I am a father to two sons. I still get a deep subtle rush of feeling when I hear myself called dad. I was, as the musician Ron Sexsmith sang, a late bloomer and our first child was born when I was 48 years of age.I always knew that I wanted to be a father and had a certainty that this would come to be. For a number of months in my late 20’s, I had the same dream where I had a son named Jesse. I couldn’t figure out where these dreams were coming from but realized much later that I was born when my father was 28.
Writing in my journal about Father’s Day, I recalled a reference in my artist statement for a solo photography exhibit called No Public House. It went like this:
“I was born in a dark room – not a Skinner Box but a develop and print photographic darkroom set up first in the upstairs bathroom and later more permanently in the furnace room of our family home in suburban Montreal.In the sixties photography was our exclusive father and son activity. My Dad, a career engineer is a brilliant amateur photographer still curious and engaged at 91. I treasured my time with him on photo jaunts without my three sisters.
In retrospect it seems these times were too rare and I have changed this in relationship to my two sons. Together we would catch images of steam locomotives, Vieux Montreal, Mosport Racetrack, photos of the moon landing off the black and white TV in the rec room…most especially I enjoyed the silent moments in the darkroom, just he and I.”
For 30 years or so every summer on Solstice/Father’s Day weekend, a gang of mates who called ourselves the Outdoor Culinary Fellowship, would go on kayak adventures from BC’s famous Broken Group, Desolation Sound, local waters of the Salish Sea and the first harrowing annual boys’ trip-crossing Haro Strait to San Juan Island, USA. When my boys became pre-teens, I thought it time to start a new tradition of a father and son kayak adventure on that special weekend every year.
As an older dad perhaps I have a heightened sense of how quickly time is passing and how the busyness of my boys’ lives, their rapid growing up and natural need to separate-will understandably affect our ability to carry on this annual getaway.
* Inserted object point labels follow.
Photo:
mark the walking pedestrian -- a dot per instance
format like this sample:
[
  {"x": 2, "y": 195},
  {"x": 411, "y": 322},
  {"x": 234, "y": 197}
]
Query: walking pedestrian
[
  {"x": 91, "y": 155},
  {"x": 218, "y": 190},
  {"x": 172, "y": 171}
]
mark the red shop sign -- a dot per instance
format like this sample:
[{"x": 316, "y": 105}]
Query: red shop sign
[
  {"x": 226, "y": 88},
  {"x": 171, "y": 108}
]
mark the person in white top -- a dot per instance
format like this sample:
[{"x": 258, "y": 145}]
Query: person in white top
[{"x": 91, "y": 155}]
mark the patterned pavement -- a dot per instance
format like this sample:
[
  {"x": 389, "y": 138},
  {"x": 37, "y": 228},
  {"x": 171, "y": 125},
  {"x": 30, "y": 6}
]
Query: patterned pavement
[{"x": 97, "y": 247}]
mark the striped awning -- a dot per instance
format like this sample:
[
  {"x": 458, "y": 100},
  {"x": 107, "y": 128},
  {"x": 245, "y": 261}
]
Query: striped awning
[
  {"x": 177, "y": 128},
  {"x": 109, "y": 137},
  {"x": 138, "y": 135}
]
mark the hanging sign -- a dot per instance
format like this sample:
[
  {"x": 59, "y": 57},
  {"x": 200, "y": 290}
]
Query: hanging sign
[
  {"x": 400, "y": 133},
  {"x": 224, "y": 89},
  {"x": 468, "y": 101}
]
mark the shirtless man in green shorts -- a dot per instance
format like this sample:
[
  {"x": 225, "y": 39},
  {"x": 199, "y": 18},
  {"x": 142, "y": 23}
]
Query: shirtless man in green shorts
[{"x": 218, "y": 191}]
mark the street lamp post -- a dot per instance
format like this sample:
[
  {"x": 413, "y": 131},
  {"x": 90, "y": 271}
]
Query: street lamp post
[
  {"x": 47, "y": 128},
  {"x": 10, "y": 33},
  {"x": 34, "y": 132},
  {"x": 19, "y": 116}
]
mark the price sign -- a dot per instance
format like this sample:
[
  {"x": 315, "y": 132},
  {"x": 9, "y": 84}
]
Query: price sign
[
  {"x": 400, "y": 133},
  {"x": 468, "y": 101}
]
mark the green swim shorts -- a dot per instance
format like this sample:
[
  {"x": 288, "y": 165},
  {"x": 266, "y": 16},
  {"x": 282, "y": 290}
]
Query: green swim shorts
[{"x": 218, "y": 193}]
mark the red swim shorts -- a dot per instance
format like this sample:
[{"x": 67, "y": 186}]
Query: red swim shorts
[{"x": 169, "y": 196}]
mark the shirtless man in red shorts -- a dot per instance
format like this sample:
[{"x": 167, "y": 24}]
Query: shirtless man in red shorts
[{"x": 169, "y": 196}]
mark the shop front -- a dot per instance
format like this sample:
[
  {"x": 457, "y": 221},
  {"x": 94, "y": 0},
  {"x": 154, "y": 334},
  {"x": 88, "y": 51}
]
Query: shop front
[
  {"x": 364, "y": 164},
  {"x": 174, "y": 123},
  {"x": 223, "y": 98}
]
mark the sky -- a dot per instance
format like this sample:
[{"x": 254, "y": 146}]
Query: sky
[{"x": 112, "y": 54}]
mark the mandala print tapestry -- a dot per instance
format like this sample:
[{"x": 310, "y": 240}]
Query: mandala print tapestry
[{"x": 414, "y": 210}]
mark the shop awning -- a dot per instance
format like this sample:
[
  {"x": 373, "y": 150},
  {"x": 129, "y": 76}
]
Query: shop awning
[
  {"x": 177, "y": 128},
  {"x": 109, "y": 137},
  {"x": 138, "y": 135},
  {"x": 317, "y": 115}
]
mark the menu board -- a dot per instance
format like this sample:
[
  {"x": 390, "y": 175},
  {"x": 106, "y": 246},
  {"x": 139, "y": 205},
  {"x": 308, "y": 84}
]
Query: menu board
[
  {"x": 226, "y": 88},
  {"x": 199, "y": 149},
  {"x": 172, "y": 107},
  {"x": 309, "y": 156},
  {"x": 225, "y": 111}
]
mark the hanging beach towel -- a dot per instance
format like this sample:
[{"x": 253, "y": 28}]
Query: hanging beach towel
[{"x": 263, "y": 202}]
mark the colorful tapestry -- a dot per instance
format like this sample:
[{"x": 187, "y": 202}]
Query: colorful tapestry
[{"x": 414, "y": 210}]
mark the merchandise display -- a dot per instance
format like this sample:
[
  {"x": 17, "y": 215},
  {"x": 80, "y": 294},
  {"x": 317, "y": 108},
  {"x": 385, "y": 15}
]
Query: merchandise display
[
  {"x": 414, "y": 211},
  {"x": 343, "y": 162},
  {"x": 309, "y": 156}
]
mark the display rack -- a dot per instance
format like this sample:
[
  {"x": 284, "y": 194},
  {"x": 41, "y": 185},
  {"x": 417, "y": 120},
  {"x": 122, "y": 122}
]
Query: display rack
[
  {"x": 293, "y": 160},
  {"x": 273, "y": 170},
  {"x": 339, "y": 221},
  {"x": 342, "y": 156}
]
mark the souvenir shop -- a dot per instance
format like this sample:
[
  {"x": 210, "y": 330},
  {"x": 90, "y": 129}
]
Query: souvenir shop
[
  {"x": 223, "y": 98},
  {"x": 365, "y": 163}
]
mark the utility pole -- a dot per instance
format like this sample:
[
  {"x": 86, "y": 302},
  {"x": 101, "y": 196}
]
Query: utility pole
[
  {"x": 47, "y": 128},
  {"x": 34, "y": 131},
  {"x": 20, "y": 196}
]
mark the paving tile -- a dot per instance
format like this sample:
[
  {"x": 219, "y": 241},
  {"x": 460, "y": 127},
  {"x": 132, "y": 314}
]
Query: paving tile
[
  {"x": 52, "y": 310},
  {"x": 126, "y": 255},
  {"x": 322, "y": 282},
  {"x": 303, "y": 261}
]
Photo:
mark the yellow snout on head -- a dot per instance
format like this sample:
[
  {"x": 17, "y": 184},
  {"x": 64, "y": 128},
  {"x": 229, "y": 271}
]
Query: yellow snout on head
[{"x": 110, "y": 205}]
Already as it happens, for this Father’s Day we are doing a day paddle instead and I will enjoy every second of it, soaking in the presence of being a father and being called dad.
I would like to acknowledge dad’s everywhere who have their sleeves rolled up and especially these guys: Marco, Machine, Yackle, Battle, Michael, Micah, the big guy, Gregory and Zack, Todd, Rick, Lar, Steve B., Lee, Josh, Per, Wags, and my Dad Glenn. I am also thinking of my late Uncle Jack, who was like a father to me.